= Community Service Foundation =

Organization based in Florida, US

The Community Service Foundation, founded in 1957 in Harbor Bluffs, Florida, is now headquartered in Clearwater, Florida. Its goal is to provide help on a local level to poor residents of Pinellas County. It started as a privately funded organization and has evolved into a regionally funded effort.

CSF's first project, in 1962, was a center in Ridgecrest, Florida for pre-teen children as an educational and recreational outlet. The Foundation and the Friends of Ridgecrest, from three adjoining communities, created a core lending library at the center, with an emphasis on books relevant to the community's culture - for example "Singing Heart", a small book about Marian Anderson written by Lenore Spivey. The community center still serves the area's residents 50 years later.

CSF also participated in President Lyndon B. Johnson's "VISTA" program, Volunteers in Service to America, training VISTA volunteers at a former migrant labor camp north of Bradenton in 1966.

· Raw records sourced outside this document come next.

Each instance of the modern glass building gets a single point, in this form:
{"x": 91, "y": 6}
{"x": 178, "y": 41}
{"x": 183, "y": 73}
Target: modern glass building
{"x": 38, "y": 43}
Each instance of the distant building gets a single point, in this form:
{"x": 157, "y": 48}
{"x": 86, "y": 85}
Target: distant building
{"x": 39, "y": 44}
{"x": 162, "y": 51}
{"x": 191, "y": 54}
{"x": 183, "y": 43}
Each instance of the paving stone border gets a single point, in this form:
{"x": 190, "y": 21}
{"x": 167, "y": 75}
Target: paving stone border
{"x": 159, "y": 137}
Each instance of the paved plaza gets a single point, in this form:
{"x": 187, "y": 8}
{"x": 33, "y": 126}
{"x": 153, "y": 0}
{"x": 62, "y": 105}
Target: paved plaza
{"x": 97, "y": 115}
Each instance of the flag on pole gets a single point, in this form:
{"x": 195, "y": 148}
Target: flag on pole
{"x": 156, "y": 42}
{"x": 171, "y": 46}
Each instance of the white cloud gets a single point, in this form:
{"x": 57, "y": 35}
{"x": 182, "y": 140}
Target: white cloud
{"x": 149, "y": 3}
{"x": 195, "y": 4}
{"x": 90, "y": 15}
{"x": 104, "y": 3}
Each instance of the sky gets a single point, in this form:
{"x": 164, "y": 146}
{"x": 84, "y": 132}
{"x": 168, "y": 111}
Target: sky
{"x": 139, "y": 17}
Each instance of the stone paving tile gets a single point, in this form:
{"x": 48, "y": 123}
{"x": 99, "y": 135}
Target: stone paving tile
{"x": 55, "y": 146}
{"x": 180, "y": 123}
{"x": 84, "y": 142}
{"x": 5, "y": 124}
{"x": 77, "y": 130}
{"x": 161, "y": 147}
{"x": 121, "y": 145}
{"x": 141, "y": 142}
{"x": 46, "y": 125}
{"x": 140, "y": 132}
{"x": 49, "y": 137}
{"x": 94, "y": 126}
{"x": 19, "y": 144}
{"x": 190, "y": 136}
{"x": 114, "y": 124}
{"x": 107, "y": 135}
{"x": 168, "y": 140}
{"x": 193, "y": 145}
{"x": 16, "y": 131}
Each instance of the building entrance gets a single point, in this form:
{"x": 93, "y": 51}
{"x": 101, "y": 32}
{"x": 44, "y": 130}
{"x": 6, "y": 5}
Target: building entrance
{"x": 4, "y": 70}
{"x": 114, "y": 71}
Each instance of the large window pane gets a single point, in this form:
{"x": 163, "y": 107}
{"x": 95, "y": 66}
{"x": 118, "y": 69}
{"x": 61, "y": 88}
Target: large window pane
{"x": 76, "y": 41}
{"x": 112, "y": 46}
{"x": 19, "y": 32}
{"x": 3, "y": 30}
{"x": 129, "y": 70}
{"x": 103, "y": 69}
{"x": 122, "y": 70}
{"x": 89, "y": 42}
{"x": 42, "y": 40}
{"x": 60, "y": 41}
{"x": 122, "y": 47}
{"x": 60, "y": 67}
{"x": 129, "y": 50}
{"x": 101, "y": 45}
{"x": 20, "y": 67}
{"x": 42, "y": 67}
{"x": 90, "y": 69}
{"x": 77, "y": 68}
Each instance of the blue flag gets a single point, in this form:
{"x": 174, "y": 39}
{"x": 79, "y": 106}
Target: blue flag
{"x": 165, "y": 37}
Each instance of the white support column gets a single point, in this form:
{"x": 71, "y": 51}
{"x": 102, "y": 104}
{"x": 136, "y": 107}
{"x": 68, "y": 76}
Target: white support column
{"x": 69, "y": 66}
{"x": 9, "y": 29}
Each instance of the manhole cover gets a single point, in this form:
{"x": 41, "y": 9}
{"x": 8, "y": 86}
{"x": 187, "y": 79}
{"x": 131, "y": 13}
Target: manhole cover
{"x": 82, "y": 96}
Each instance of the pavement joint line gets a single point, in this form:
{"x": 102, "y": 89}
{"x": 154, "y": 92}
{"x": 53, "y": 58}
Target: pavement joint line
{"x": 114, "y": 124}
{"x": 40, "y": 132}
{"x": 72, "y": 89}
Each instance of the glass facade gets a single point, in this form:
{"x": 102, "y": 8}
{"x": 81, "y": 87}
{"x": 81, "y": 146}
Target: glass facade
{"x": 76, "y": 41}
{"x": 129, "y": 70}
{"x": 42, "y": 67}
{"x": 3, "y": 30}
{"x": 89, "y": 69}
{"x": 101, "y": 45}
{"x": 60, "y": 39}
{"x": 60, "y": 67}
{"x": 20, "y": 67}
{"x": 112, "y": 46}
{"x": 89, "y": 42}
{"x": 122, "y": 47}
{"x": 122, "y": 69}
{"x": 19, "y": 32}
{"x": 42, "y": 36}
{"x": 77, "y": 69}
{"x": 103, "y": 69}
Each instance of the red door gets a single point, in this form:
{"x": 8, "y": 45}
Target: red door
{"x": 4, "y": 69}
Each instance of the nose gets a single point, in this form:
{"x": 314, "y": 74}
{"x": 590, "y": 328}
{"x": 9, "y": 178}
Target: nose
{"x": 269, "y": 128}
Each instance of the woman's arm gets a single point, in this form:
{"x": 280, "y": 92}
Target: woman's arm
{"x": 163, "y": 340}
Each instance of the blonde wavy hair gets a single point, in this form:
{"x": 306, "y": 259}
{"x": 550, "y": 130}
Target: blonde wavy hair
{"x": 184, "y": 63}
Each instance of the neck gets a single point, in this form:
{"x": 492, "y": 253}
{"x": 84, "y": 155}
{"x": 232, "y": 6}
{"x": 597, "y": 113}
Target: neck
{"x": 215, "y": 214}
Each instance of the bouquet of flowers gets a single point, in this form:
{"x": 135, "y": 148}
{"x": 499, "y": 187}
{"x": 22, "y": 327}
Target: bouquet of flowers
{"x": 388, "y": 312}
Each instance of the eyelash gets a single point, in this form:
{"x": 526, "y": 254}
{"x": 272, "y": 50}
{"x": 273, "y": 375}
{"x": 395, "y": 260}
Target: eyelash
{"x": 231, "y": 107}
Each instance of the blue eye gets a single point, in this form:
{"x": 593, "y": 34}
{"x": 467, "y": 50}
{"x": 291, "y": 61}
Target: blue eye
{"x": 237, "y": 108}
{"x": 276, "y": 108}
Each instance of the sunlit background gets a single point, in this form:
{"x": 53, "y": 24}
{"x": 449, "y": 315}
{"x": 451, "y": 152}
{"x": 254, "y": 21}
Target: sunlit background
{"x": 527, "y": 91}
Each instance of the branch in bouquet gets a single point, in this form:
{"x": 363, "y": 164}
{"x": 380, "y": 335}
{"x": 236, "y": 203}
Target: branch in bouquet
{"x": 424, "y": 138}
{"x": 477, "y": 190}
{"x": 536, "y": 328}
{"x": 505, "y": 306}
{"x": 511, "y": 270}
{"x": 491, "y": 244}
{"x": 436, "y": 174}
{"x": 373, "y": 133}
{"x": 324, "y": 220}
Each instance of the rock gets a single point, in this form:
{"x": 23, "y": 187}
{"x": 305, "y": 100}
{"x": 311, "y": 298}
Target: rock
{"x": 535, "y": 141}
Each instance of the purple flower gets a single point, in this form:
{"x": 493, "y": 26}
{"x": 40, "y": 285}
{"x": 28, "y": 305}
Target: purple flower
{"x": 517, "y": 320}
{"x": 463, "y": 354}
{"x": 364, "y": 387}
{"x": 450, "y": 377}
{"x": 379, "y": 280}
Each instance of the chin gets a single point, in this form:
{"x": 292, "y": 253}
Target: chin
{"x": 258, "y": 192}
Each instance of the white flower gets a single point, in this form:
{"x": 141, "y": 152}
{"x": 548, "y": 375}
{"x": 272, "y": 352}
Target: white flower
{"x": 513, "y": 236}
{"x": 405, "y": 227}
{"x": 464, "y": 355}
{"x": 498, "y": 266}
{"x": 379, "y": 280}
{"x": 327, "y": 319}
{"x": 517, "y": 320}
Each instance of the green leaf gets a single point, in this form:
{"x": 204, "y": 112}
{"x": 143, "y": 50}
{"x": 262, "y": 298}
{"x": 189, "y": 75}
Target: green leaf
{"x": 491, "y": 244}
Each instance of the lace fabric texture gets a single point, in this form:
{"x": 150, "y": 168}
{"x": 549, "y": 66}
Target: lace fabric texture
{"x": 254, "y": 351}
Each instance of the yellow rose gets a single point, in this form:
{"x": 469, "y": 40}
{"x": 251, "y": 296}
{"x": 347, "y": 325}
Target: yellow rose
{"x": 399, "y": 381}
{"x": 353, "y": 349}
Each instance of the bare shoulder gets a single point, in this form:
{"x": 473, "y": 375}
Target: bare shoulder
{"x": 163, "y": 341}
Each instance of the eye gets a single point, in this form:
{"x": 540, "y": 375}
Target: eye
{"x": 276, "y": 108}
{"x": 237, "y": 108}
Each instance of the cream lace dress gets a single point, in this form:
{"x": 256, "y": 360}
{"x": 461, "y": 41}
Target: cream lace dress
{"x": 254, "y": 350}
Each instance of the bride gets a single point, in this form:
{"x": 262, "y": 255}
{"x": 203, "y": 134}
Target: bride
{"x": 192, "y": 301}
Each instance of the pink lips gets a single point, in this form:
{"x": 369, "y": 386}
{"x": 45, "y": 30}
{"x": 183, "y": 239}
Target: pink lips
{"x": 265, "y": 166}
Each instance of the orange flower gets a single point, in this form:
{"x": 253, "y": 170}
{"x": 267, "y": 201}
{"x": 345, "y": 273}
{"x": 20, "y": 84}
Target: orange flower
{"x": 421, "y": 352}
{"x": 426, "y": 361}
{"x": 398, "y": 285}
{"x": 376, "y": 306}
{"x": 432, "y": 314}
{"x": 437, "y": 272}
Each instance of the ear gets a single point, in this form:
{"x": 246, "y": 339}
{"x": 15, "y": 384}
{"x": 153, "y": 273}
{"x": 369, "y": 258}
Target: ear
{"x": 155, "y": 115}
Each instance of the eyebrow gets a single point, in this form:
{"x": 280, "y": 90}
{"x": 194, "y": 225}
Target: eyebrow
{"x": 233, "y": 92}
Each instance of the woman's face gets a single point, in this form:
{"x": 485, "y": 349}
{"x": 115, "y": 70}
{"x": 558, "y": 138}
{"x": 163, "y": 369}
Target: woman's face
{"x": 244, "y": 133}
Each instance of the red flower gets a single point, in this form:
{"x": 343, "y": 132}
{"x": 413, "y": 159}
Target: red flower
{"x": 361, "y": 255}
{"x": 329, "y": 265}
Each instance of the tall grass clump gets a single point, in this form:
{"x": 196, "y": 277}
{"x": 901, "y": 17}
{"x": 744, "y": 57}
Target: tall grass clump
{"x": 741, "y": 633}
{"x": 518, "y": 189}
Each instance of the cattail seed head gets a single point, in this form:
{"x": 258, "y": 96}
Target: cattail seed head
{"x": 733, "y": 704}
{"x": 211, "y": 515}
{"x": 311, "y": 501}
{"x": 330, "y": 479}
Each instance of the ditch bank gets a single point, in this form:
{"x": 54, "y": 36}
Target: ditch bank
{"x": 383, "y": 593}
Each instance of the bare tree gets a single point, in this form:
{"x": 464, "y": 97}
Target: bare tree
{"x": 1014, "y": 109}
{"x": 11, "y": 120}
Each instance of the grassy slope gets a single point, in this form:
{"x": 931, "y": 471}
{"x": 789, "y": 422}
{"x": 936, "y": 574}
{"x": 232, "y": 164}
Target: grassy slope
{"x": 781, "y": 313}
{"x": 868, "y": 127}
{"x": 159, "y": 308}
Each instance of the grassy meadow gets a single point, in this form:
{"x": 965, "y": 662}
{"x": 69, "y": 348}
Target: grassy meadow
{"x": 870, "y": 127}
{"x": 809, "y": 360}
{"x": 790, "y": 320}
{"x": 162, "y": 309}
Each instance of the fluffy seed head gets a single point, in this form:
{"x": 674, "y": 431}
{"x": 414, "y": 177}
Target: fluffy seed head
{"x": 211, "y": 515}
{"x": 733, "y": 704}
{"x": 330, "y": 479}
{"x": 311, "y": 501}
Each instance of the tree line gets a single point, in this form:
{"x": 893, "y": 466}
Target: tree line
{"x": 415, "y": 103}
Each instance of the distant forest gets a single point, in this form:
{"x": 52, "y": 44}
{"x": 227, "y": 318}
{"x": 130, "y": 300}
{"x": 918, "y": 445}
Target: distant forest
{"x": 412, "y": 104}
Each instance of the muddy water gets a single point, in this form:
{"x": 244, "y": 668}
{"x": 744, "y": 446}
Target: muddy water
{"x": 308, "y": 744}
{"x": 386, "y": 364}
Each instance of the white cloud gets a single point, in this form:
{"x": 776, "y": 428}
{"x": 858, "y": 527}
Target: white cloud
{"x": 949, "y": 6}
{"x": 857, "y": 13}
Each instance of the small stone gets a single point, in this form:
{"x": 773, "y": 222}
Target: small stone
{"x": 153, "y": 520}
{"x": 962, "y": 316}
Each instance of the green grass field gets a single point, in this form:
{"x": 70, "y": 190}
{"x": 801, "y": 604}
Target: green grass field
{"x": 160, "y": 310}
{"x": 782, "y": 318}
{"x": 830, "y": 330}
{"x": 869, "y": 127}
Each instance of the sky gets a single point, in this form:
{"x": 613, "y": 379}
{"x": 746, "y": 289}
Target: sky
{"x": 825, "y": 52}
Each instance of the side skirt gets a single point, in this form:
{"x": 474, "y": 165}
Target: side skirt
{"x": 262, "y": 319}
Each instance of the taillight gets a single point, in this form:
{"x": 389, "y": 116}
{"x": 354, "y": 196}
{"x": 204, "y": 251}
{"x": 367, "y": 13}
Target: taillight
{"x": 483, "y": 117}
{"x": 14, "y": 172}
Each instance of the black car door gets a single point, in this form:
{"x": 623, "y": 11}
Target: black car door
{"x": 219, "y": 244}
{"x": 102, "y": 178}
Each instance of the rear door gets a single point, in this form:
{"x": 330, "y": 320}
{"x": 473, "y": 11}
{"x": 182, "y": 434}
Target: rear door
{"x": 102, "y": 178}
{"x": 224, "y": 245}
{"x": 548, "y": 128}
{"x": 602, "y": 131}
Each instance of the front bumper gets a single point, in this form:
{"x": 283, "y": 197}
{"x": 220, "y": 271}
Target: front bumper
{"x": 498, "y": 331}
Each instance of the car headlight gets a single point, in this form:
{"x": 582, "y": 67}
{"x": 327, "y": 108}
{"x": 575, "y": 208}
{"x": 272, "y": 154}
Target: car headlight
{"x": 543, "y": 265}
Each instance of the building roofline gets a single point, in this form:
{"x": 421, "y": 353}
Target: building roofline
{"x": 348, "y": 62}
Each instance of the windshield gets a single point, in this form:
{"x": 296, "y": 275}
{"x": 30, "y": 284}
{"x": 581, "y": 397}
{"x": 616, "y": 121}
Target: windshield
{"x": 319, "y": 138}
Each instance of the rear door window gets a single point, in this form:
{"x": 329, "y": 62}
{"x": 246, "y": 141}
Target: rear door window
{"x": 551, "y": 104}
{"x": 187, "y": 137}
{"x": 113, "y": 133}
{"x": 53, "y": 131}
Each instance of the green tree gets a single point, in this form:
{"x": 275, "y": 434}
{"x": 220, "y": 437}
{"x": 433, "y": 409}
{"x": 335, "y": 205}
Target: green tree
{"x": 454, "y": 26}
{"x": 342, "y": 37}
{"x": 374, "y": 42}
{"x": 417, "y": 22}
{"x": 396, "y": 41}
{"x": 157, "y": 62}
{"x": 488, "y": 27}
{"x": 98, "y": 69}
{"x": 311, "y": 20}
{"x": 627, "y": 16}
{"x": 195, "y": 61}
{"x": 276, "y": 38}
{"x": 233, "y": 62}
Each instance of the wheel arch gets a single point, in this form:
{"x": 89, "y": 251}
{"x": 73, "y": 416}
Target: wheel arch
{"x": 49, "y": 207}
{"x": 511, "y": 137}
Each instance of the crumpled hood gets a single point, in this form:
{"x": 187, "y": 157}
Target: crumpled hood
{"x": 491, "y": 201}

The Foundation now focuses on affordable housing for low-income Pinellas County residents.

CSF was created in October 1957 by businessman Willis T. Spivey and his wife Lenore; for the first decade, the Foundation's office was in their home. Before her death, Willis and his first wife Dorothy, a Quaker, sponsored the Community Workshop Association in Wallinngford, Pennsylvania in the early 1950s. Spivey was the founder and CEO of The Spivey Company in Philadelphia, manufacturer of material handling systems. Born in Greenville, Georgia, he died in 1971 at age 84; Lenore died in 1978 at 78.

Executive Directors at CSF have included Thomas P. "Pat" Hardeman, Charles Mann for 31 years, Jerry Spilatro for 19 years, and current ED Perry Bean.